What “6.5” is far more concerned and successful with, however, is delving into deeper and more acutely pertinent questions about the human toll of the drug business from multiple angles. And it keeps a sharp awareness how every side of the drug cycle — the users, the dealers, the suppliers and law enforcement — all keep or need varying degrees of tension and cooperation with each other. For that there are also serious class tensions of sorts on both sides, with officers seeming ever on the ready to intimidate or throw their subordinates under the police van when needed and users, dealers and suppliers a little more predictably finding each other expendable (with the higher having the power to assassinate and the lower having power to snitch which will be to the same result in Iran if their bosses are caught for it).
That being said, even as Iran has a general image in the West as a country that never tolerates significant dissent or questioning of its establishment, “6.5” actually tackles the issue of its Drug War more potently, poignantly and pessimistically than most recent Hollywood movies dared to. It should be noted, Iran indeed has some of the most ruthlessly harsh penalties for drug offenses in the world (though several other Asian countries from China and Singapore even to democracies like Indonesia and [extrajudicially] the Philippines are similar or not far behind).

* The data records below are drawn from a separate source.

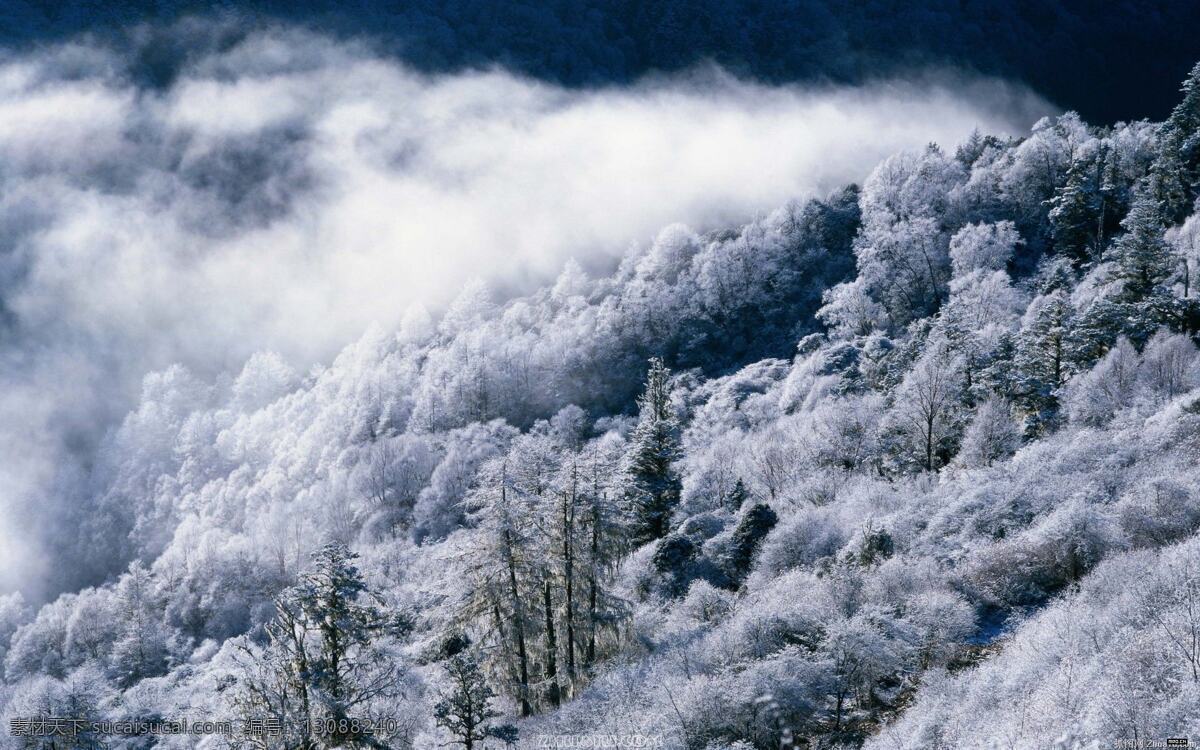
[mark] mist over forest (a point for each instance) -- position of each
(499, 376)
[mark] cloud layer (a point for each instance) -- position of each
(289, 191)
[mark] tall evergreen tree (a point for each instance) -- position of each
(1175, 174)
(1041, 364)
(323, 665)
(652, 487)
(466, 708)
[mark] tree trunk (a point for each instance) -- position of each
(569, 580)
(552, 693)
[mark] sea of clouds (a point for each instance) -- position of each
(286, 191)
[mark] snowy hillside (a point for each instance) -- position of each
(910, 466)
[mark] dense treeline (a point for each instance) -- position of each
(843, 475)
(1061, 49)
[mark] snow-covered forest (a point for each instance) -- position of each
(910, 466)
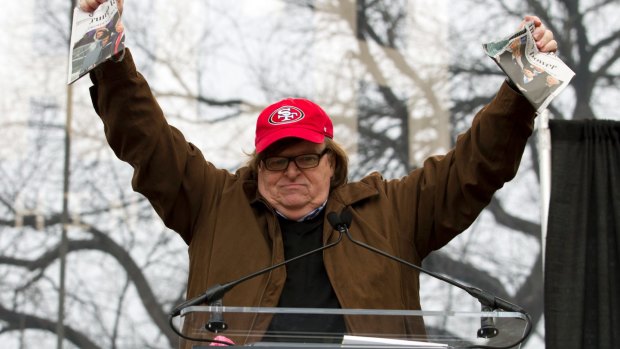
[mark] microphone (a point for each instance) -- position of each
(215, 293)
(487, 300)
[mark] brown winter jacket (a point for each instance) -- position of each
(231, 231)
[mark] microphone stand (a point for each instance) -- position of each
(215, 293)
(487, 300)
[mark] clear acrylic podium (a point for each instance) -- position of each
(246, 326)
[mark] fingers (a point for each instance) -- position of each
(543, 36)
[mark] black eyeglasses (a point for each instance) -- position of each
(303, 161)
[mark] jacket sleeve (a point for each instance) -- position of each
(448, 192)
(168, 170)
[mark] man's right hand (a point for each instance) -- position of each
(91, 5)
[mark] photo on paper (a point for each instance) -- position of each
(95, 37)
(539, 76)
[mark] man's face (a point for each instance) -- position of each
(293, 191)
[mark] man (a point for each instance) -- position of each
(275, 207)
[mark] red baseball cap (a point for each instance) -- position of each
(292, 117)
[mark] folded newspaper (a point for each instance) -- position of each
(95, 37)
(539, 75)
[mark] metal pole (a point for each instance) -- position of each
(60, 324)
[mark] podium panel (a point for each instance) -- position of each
(364, 328)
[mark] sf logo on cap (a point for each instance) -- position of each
(286, 115)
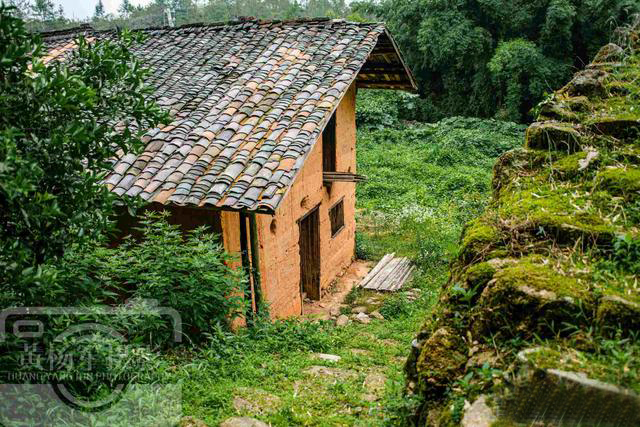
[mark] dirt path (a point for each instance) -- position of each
(329, 306)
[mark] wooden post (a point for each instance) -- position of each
(246, 266)
(255, 260)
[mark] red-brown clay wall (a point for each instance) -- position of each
(279, 235)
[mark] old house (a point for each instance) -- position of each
(262, 146)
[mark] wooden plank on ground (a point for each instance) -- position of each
(389, 275)
(383, 275)
(395, 275)
(385, 259)
(404, 278)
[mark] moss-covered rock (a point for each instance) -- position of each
(562, 213)
(556, 136)
(479, 237)
(621, 181)
(608, 54)
(543, 262)
(527, 297)
(516, 164)
(589, 83)
(614, 311)
(441, 358)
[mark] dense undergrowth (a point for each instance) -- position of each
(546, 277)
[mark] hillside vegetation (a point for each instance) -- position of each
(547, 277)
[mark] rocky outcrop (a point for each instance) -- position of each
(553, 261)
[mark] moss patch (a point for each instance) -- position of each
(621, 181)
(553, 136)
(564, 213)
(479, 238)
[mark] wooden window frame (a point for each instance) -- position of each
(331, 218)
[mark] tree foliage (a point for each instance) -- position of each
(462, 50)
(57, 134)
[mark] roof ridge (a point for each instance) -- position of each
(238, 21)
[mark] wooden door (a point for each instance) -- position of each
(310, 254)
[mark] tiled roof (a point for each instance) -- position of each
(249, 99)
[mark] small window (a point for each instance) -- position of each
(336, 215)
(329, 146)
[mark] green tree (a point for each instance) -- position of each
(449, 44)
(57, 137)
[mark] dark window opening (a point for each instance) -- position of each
(329, 146)
(336, 216)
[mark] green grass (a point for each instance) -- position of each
(424, 183)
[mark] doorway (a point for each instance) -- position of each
(310, 254)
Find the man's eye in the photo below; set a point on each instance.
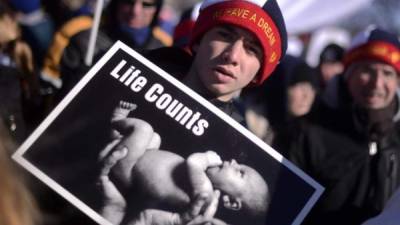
(389, 74)
(253, 50)
(225, 35)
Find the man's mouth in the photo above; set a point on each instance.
(224, 71)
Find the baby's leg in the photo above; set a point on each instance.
(137, 136)
(121, 112)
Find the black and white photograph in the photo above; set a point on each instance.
(132, 145)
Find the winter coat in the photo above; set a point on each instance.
(359, 171)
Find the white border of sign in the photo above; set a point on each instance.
(18, 156)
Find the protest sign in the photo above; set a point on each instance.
(64, 150)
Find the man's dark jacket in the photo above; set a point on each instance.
(356, 161)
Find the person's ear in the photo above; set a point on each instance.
(232, 203)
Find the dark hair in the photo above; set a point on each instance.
(112, 10)
(331, 53)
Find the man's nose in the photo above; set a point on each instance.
(137, 7)
(378, 80)
(233, 52)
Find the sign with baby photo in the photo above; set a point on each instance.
(130, 144)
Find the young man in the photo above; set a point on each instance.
(353, 148)
(234, 44)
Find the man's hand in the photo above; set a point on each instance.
(202, 209)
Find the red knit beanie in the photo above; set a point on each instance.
(263, 18)
(376, 44)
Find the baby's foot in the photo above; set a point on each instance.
(122, 110)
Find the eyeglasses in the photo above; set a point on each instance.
(145, 4)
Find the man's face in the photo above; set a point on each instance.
(136, 13)
(330, 69)
(300, 98)
(372, 84)
(227, 59)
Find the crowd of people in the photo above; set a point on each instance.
(337, 121)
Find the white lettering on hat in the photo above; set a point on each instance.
(207, 3)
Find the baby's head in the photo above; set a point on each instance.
(242, 188)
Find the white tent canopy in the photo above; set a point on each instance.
(307, 15)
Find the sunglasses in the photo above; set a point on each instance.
(145, 4)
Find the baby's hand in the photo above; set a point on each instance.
(213, 158)
(204, 160)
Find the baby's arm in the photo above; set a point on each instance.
(197, 164)
(134, 134)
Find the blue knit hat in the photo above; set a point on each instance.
(25, 6)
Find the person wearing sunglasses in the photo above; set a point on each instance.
(134, 22)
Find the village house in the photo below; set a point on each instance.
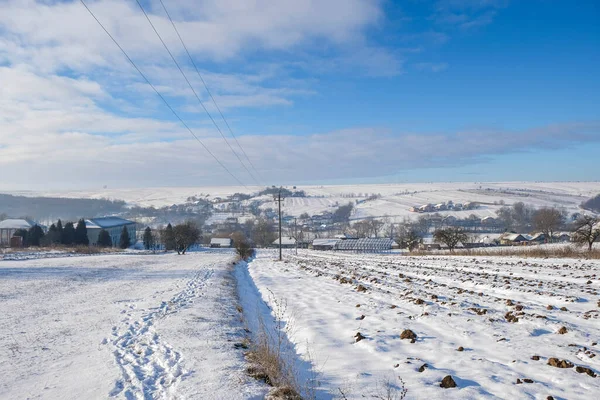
(220, 243)
(8, 227)
(114, 227)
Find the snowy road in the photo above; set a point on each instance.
(121, 326)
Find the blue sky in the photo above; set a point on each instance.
(316, 91)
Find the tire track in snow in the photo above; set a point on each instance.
(151, 368)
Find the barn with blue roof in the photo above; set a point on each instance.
(114, 227)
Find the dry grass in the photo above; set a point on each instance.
(524, 252)
(270, 363)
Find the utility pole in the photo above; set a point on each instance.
(296, 235)
(278, 199)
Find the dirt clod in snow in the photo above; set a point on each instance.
(283, 393)
(448, 382)
(585, 370)
(555, 362)
(562, 330)
(408, 334)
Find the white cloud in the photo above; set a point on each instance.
(358, 153)
(431, 67)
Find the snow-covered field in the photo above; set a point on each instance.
(459, 308)
(121, 326)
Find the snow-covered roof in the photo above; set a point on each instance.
(106, 222)
(325, 242)
(17, 223)
(365, 244)
(221, 241)
(285, 241)
(515, 236)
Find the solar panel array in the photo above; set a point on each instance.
(365, 245)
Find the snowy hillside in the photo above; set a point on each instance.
(395, 200)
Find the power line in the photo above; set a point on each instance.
(208, 90)
(194, 91)
(160, 95)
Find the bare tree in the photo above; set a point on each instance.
(409, 237)
(186, 234)
(451, 237)
(548, 220)
(587, 231)
(242, 245)
(361, 228)
(374, 226)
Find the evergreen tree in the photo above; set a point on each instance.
(68, 236)
(81, 233)
(148, 238)
(169, 238)
(35, 235)
(124, 240)
(104, 239)
(60, 230)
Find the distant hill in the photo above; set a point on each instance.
(592, 204)
(54, 207)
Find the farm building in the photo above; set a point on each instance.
(8, 227)
(512, 239)
(561, 237)
(538, 238)
(365, 245)
(286, 242)
(324, 244)
(114, 227)
(220, 242)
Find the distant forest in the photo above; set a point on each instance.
(43, 208)
(592, 204)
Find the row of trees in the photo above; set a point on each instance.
(179, 237)
(68, 235)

That makes this film all the more commendable not only for asking tough questions about just how just “justice” is (and not just through Samad, who starts seeming more and more like a symptom of a much bigger ailment even if an egregious one) with corrupt individuals and systems, but challenging us to fully understand and empathize with the users and even dealers. After all, the Drug War is shown is have to the power to physically/psychologically harm, morally corrupt and socially defile user, dealer and lawman alike. Thus nearly all of them can be victimized. But the biggest victims tend to end up being those at the expendable lower rung, just as all three have the select very few big “winners” from it.
So in the end, “6.5”, even in unusually well-tailored commercial clothing, continues the rich traditions of Iranian cinema quite well, drawing insights into human conflict, complex lines of moral ambiguity and multilayered dimensions around an apparently simple plot. While it’s true that it could use a little more vigor or at least breaking up in places, all in all it leaves Iranian cinema fans worldwide with more to look forward to for the development of genre cinema in an industry branching further out from its niche status.
Side note: The movie’s title is just as caustic as its protagonist, as “just 6.5” doubles (beyond a drug-measuring reference) as an estimate of how many millions of drug users are in Iran, thanks to the resounding success of the methods employed against them.
“You think I’ll let your wife go just for the sake of your kids? What’ll the judge read? A report. And who writes the report? ME!”